BIOL 316 - Molecular Genetics and Bioinformatics (5 semester hours) M. Goodman
This course will focus on the molecular basis of heredity, beginning with an introduction to DNA structure, replication, and transcription, then move to a consideration of the entire genetic makeup of an organism: the genome. Students will investigate the components of a gene, the arrangement of genes on the chromosome and the regulation of gene expression. They will also learn the computational and laboratory methods used in chromosome mapping and genome sequencing. Emphasis will be placed on sequence comparison as a means to learn more about gene structure and prediction, protein structure and function, and evolutionary relationships between species. We will take advantage of the extensive data available through on-line databases of the human genome and other gene sequences.

BIOL 341 - Limnology (5 semester hours) H. Hobbs
This writing intensive course offers a study of inland aquatic ecosystems with emphasis on lakes and streams. Physical, chemical, and biological features are studied and numerous field experiences supplement lectures. Literature reviews and an exhaustive bibliographic research paper concerning an appropriate limnological topic are part of the requirements of this lecture/laboratory course. Chemistry 121 and 162 required.

BIOL 347 - Evolution (4 semester hours) T. Lewis
Evolution, or genetically based changes in species or populations over time, and natural selection as the mechanism of evolutionary change, have been easily demonstrated and accepted by scientists for over a century. Evolution forms one of the most fundamental frameworks for studying biology, and yet still creates controversy to the general public, including debates about the merits of including it in high school curricula. This class will examine the theory, the evidence for it, the way it shapes our understanding of biology, how it is used to preserve rain forests and invent medical cures, and some associated hoaxes. And, of course, we will examine the issues surrounding evolution as it plays out today. Classes include significant discussion and lecture components. There is no associated lab.

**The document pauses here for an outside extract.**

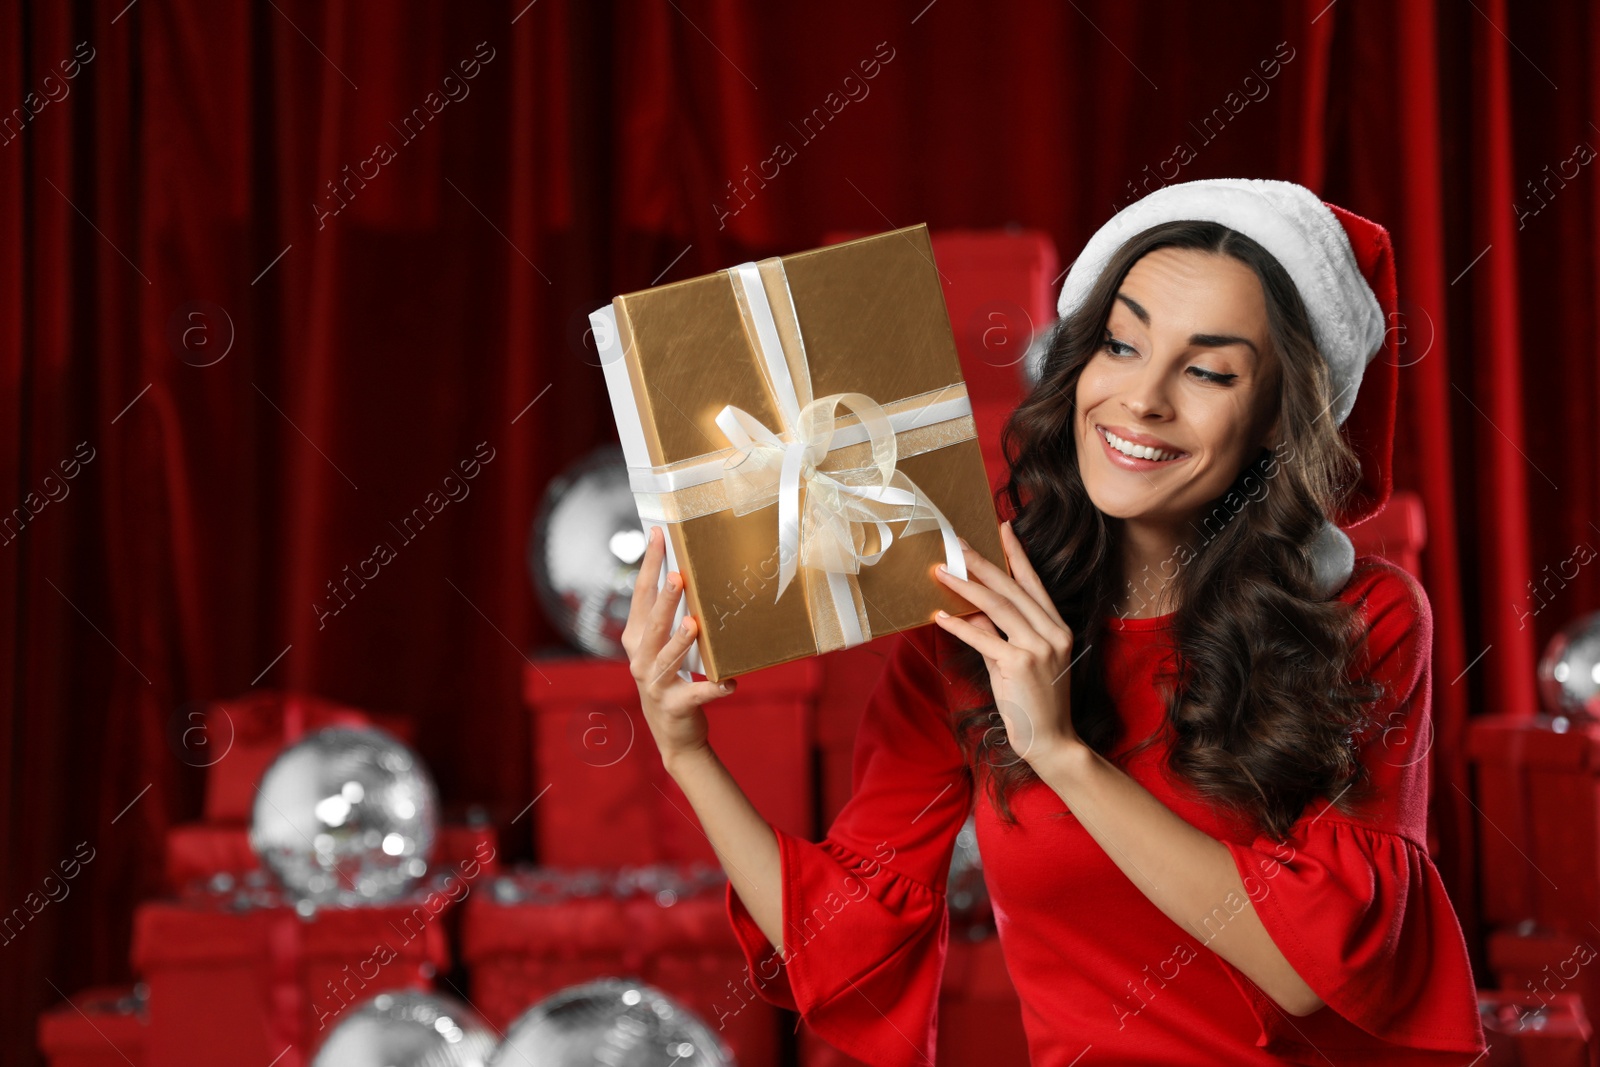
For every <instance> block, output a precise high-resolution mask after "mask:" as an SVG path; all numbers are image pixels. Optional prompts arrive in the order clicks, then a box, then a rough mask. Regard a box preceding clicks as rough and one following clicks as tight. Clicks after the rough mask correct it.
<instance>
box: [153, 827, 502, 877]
mask: <svg viewBox="0 0 1600 1067" xmlns="http://www.w3.org/2000/svg"><path fill="white" fill-rule="evenodd" d="M469 859H477V861H478V862H477V865H475V867H474V869H475V870H477V873H475V875H474V877H482V875H493V873H498V872H499V841H498V835H496V832H494V827H488V825H442V827H440V829H438V846H437V851H435V854H434V869H435V870H451V869H454V870H461V867H462V864H466V862H467V861H469ZM256 870H261V861H259V859H258V857H256V853H254V851H253V849H251V848H250V827H246V825H240V824H234V822H186V824H182V825H174V827H171V829H170V830H168V832H166V888H168V889H170V891H173V893H179V891H182V889H186V888H189V886H192V885H194V883H197V881H211V878H214V877H216V875H226V877H227V878H230V880H232V881H240V880H243V878H245V877H246V875H250V873H251V872H256Z"/></svg>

BIOL 406 - Senior Capstone (4 semester hours) J. Welch/W. Gagliano
The capstone culminates the student’s education in biology. Central concepts in biology will be discussed, with a focus on the primary literature and the process of scientific discovery. These concepts range from the molecular level through organismal biology to populations and ecosystems. The inter-relatedness of different disciplines within biology will be emphasized. In this course students develop skills in presenting scientific material in both oral and written form. This writing-intensive course is required of all biology majors and is intended to be taken during the senior year.

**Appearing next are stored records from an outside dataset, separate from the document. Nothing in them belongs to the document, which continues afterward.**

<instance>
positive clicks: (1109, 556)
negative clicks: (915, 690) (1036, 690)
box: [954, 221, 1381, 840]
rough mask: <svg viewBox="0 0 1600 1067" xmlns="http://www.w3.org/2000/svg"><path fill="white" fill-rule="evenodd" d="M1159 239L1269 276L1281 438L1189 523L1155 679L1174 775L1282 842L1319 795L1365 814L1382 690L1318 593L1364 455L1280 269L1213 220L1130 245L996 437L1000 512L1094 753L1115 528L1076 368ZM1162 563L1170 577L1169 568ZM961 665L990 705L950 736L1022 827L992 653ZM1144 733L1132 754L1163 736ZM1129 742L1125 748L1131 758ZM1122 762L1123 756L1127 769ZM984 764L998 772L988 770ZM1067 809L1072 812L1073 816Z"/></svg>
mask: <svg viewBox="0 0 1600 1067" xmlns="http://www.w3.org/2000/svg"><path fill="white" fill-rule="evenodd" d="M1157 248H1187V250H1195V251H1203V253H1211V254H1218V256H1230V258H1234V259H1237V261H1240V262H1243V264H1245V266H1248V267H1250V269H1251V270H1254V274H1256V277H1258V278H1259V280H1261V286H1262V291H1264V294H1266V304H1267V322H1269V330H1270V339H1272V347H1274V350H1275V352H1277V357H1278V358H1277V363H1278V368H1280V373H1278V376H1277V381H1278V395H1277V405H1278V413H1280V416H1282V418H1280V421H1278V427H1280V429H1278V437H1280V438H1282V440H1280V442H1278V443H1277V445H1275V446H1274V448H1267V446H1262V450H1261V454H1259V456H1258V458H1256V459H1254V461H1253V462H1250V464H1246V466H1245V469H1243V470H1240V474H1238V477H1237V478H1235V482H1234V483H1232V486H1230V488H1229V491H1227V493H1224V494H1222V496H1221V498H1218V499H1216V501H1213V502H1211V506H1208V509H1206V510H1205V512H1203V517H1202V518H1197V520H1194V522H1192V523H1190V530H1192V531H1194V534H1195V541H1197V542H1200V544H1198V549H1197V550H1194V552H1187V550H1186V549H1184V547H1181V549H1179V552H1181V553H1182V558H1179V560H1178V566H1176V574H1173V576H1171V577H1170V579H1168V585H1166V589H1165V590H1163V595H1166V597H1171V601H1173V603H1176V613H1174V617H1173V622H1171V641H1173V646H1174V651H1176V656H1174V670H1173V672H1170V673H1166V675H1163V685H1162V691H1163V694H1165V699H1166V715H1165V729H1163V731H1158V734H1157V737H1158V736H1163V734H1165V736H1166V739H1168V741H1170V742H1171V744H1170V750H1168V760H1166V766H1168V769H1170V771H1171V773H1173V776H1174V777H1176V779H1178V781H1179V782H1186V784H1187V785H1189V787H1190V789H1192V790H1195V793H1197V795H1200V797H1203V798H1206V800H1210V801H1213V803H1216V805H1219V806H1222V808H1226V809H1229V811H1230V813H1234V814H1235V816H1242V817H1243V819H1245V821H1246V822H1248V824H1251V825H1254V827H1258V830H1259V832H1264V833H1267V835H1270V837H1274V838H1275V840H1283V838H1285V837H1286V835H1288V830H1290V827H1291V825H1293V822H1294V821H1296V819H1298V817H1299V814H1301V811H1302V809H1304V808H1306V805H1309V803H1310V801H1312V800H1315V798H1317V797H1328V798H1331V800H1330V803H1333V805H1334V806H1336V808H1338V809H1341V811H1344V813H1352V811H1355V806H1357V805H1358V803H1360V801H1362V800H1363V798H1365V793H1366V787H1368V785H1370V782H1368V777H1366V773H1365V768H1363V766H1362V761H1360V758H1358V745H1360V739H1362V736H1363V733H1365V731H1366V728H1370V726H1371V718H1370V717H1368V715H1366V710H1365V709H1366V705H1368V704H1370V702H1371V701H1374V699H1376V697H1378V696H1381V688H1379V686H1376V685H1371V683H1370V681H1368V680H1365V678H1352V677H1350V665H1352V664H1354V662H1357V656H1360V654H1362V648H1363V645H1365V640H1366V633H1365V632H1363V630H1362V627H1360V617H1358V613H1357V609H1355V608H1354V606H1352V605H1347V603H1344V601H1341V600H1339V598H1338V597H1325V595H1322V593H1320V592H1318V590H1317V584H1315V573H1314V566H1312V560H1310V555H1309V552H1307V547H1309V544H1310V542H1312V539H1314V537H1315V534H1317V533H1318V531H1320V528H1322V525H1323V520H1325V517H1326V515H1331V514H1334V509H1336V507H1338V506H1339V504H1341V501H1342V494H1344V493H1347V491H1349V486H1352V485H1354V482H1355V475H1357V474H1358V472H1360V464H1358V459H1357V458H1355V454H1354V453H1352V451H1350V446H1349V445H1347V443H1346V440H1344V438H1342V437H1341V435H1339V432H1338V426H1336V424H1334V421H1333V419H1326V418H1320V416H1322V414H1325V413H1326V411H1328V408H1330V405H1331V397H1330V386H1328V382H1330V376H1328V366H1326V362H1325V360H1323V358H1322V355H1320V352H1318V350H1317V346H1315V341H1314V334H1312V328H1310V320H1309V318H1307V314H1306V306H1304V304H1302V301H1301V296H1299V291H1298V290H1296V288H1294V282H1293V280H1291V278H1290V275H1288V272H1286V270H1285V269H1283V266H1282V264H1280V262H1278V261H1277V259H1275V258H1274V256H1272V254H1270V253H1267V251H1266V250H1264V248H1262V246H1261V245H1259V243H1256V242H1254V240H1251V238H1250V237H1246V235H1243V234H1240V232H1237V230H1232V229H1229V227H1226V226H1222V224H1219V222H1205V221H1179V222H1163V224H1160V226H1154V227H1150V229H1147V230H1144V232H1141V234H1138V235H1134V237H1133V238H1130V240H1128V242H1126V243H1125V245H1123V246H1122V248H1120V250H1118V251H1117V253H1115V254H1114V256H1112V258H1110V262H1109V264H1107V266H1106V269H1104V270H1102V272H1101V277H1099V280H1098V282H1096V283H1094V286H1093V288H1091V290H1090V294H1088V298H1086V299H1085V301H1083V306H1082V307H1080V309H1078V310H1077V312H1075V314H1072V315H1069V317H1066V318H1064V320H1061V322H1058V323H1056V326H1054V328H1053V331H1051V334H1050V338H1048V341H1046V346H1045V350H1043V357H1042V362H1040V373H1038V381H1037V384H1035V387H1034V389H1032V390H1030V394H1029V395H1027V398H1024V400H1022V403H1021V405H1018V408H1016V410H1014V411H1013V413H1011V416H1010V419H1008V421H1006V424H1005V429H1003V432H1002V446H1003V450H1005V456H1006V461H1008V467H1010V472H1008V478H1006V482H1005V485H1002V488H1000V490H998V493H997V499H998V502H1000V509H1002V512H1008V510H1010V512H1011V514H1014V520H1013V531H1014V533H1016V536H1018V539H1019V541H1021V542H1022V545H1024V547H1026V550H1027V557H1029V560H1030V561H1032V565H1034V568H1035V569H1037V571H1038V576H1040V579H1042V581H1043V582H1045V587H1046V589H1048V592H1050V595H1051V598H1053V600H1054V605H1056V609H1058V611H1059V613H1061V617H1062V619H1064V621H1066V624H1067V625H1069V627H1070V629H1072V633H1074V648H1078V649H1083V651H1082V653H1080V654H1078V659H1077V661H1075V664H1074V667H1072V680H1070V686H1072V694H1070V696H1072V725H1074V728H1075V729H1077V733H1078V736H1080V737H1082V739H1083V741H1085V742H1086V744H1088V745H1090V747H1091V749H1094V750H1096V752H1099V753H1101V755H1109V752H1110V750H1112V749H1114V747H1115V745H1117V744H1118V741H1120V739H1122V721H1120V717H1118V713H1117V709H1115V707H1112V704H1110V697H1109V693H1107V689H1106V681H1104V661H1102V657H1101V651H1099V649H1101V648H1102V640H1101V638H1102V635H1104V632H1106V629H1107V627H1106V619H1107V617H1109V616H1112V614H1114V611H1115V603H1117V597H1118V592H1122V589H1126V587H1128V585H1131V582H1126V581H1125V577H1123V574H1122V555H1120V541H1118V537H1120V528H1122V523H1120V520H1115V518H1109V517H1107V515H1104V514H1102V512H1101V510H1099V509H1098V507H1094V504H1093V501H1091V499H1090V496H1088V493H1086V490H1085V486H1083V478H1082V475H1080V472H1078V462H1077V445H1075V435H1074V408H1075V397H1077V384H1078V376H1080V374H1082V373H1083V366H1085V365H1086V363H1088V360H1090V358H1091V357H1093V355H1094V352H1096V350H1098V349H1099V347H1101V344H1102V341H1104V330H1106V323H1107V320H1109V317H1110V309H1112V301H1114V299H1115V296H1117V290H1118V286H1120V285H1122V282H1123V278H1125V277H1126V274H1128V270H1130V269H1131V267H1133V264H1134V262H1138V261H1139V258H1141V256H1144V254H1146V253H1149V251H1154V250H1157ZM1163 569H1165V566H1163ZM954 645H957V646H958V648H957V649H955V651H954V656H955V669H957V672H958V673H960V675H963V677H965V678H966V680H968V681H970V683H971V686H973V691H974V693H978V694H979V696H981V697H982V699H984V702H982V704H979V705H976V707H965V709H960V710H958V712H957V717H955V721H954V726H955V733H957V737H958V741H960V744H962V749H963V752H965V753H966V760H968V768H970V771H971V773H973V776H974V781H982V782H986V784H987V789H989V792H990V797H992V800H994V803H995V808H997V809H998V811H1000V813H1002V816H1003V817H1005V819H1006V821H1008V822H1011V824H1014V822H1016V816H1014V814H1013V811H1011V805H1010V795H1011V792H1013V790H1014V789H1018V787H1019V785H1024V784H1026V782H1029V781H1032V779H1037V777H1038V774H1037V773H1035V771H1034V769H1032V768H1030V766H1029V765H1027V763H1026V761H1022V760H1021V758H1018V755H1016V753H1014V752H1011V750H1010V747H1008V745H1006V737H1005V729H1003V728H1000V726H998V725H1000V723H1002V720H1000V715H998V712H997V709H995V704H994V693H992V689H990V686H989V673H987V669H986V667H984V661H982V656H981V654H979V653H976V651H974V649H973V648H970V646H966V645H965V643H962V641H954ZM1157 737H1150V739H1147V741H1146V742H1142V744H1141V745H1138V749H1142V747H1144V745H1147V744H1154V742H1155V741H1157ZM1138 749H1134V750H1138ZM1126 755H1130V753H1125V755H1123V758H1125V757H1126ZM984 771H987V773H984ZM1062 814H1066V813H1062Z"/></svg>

BIOL 494 - Ecological Research Methods (4 semester hours) J. Welch
This course will focus on basic and applied research in the field of Ecology. Experimental design, use of statistics, and improvement of organizational and writing skills will be stressed. Each student is required to conduct a research project and to write and present orally the results of the study. One set of projects will examine the transport and settlement site selection of fiddler crab megalopae and use molecular tools to identify individual megalopae to species.